Like a lot of people that are in this process, especially in the Silicon Valley Area, we were planning on using money from stock options and equity in our existing home to pay for this project. Unfortunately, Yahoo, my company, missed a quarterly number a couple of weeks ago which sent the stock price tumbling 25%. Goodbye granite, hello laminate.
The consistently rising interest rates haven’t helped either, so now we are at a fiscal cross roads. I strongly believe that YHOO is undervalued and that it will bounce back. Based on this belief, I don’t want to cash out the stock in order to pay for the majority of the construction (I don’t want to do that anyway due to the tax implications, but that is another issue). The equity in the house is still there and in good shape, but now, we are looking at the option of using a building loan versus an equity loan.
For those in the know, there are benefits to doing this either way. An equity loan is less expensive, however, the burden of making sure that the milestones (demolition complete, house framed, windows installed, etc.) outlined in the agreement are up to us. While we have a high level of confidence in our builders, we are still new at this and are sure to have enough screw-ups on our own without having to worry that our cabinents were hung correctly.
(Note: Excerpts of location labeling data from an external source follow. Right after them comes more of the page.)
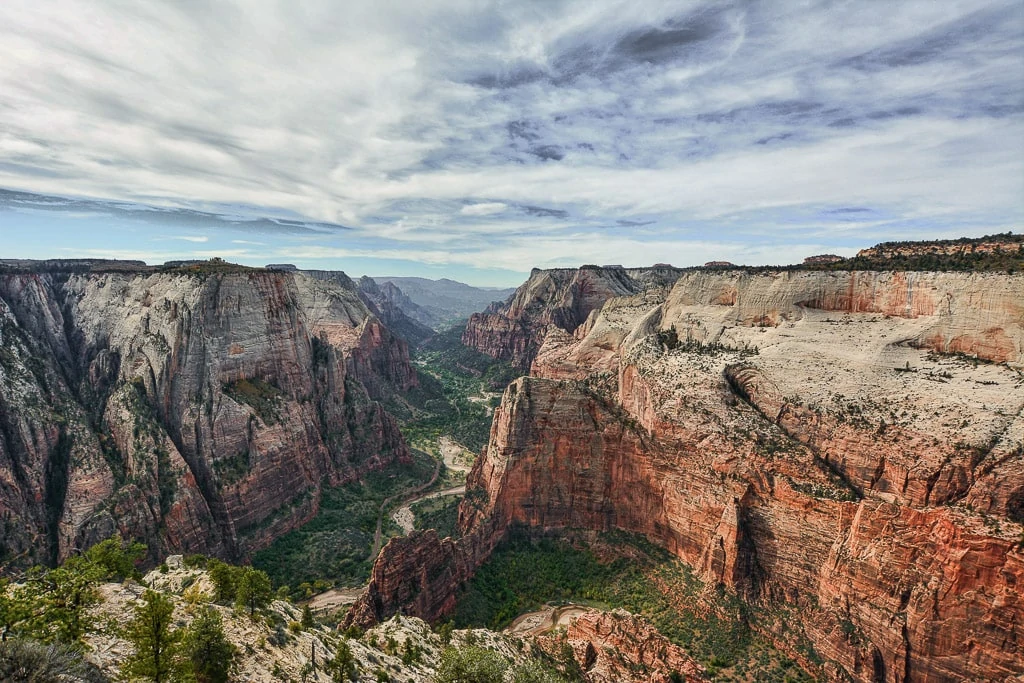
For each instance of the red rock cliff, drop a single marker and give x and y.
(199, 412)
(794, 437)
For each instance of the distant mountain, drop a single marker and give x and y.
(396, 310)
(441, 301)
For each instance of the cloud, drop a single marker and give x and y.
(482, 209)
(492, 131)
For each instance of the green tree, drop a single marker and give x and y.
(59, 600)
(224, 578)
(116, 558)
(157, 656)
(207, 650)
(253, 590)
(342, 667)
(471, 665)
(535, 672)
(32, 660)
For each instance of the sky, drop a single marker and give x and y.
(477, 139)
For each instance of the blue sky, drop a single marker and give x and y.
(477, 139)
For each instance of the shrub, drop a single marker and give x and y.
(471, 665)
(31, 660)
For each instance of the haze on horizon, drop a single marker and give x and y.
(475, 140)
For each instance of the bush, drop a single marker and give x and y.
(208, 651)
(31, 660)
(471, 665)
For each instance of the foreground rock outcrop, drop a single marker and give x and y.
(846, 445)
(200, 409)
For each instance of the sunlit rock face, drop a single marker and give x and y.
(811, 440)
(201, 412)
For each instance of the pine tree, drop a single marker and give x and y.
(224, 578)
(158, 646)
(208, 651)
(307, 617)
(342, 667)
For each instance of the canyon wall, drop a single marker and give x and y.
(846, 446)
(199, 411)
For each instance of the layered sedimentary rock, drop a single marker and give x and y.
(619, 647)
(559, 299)
(815, 441)
(198, 411)
(394, 309)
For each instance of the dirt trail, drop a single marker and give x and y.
(455, 457)
(333, 600)
(536, 624)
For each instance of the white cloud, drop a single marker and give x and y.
(515, 131)
(483, 209)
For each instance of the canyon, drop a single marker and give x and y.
(842, 450)
(201, 408)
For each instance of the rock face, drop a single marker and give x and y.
(438, 303)
(394, 309)
(198, 411)
(804, 438)
(1008, 244)
(617, 647)
(560, 299)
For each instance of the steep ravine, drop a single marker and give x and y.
(201, 412)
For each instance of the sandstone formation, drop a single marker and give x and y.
(394, 309)
(847, 446)
(200, 410)
(560, 299)
(619, 647)
(1007, 244)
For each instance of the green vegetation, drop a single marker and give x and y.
(207, 649)
(712, 626)
(450, 374)
(52, 605)
(252, 590)
(335, 546)
(438, 513)
(670, 339)
(157, 654)
(31, 660)
(262, 396)
(929, 256)
(478, 665)
(471, 665)
(246, 587)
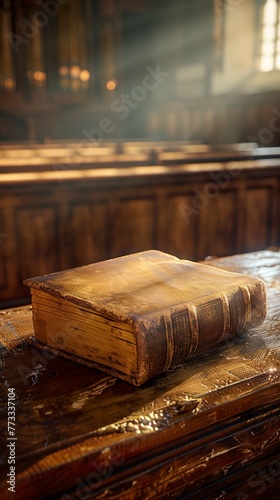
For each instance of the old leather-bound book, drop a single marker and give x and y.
(139, 315)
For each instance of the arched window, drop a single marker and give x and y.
(270, 36)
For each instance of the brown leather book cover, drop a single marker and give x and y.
(139, 315)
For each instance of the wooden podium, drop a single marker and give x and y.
(207, 429)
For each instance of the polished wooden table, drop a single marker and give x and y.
(208, 429)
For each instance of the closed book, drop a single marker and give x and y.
(139, 315)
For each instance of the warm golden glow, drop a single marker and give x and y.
(39, 76)
(111, 84)
(85, 75)
(9, 83)
(75, 71)
(269, 33)
(63, 71)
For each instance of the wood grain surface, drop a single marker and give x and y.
(206, 429)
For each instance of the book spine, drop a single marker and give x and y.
(173, 336)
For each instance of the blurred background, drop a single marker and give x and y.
(130, 125)
(67, 64)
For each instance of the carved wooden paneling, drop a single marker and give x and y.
(37, 240)
(181, 226)
(88, 238)
(258, 217)
(133, 225)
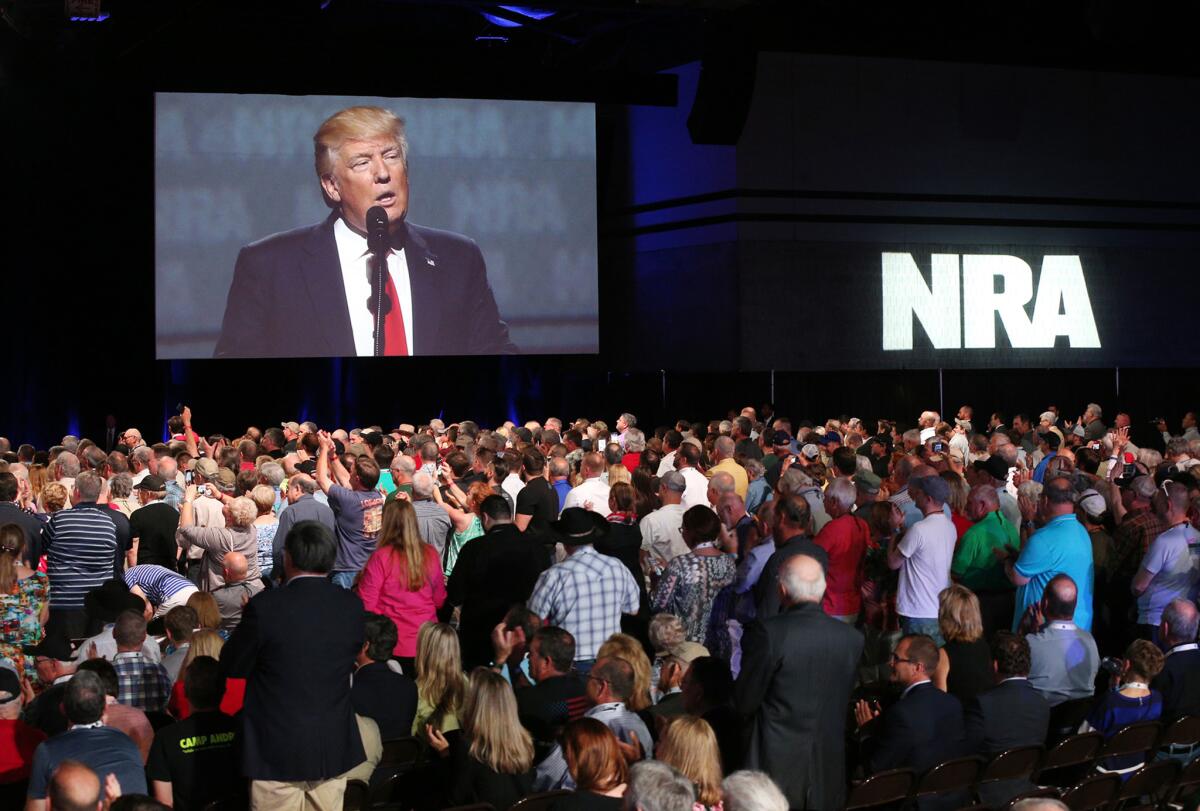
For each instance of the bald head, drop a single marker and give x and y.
(235, 566)
(1060, 598)
(73, 787)
(801, 580)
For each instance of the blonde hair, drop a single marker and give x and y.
(400, 533)
(204, 643)
(628, 649)
(689, 744)
(355, 124)
(205, 607)
(53, 497)
(490, 722)
(263, 498)
(439, 670)
(958, 614)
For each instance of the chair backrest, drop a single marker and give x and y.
(538, 802)
(1077, 749)
(1134, 739)
(881, 788)
(1152, 779)
(1182, 732)
(951, 775)
(357, 796)
(1013, 763)
(1092, 793)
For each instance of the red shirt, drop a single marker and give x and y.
(17, 744)
(845, 540)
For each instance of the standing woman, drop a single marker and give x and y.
(402, 578)
(24, 601)
(691, 581)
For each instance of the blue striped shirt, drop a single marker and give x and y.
(81, 550)
(159, 583)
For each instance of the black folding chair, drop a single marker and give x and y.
(882, 788)
(1093, 793)
(538, 802)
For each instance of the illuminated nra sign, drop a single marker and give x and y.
(958, 308)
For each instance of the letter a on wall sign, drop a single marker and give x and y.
(936, 305)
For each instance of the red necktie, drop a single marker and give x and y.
(394, 341)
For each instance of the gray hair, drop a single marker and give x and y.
(798, 587)
(273, 472)
(635, 440)
(843, 491)
(753, 791)
(67, 464)
(655, 786)
(423, 486)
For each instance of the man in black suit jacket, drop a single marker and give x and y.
(921, 730)
(379, 692)
(1012, 714)
(797, 671)
(295, 646)
(492, 574)
(304, 293)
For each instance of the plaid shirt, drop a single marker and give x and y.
(1132, 541)
(586, 596)
(143, 684)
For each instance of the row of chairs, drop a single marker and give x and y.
(1063, 769)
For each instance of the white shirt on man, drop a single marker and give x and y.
(928, 547)
(589, 490)
(353, 256)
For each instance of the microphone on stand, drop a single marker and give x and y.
(378, 245)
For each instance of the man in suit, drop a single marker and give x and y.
(924, 727)
(1012, 714)
(305, 293)
(297, 647)
(797, 672)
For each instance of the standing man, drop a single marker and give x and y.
(297, 647)
(358, 508)
(797, 672)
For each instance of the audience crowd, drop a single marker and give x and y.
(742, 614)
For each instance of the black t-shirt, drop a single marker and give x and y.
(201, 756)
(539, 500)
(155, 526)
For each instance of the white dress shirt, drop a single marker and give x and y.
(352, 253)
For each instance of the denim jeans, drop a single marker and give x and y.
(922, 625)
(345, 578)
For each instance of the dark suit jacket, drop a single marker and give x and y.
(492, 572)
(1011, 714)
(295, 646)
(917, 732)
(797, 671)
(287, 298)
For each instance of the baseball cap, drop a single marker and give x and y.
(151, 482)
(868, 481)
(675, 481)
(205, 467)
(935, 487)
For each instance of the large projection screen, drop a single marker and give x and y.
(516, 179)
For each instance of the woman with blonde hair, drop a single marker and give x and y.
(622, 646)
(265, 524)
(964, 662)
(597, 764)
(441, 684)
(205, 643)
(492, 760)
(403, 580)
(24, 601)
(689, 744)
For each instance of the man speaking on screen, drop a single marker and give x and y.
(307, 292)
A building loan is slightly more expensive and would roll-up our insanely low current mortgage into a loan at today’s rates. However, we could get more money to do the project since the loan is based on the future value of the house. Also, the onus to be sure that things are being done correctly is up to the bank. When the builder claims to be finished, the bank sends someone out to confirm that it is done and then they cut a check.
Since I couldn’t tell home framing from picture framing, we are leaning towards the building loan, however, I’d love to get a consensus of how other people have paid for their projects and why. As I mentioned in my fiscal disclaimer, we aren’t rich, but we are ambitious and don’t mind a little extra leg work, for substantial savings over the long term. Any guidance would be appreciated.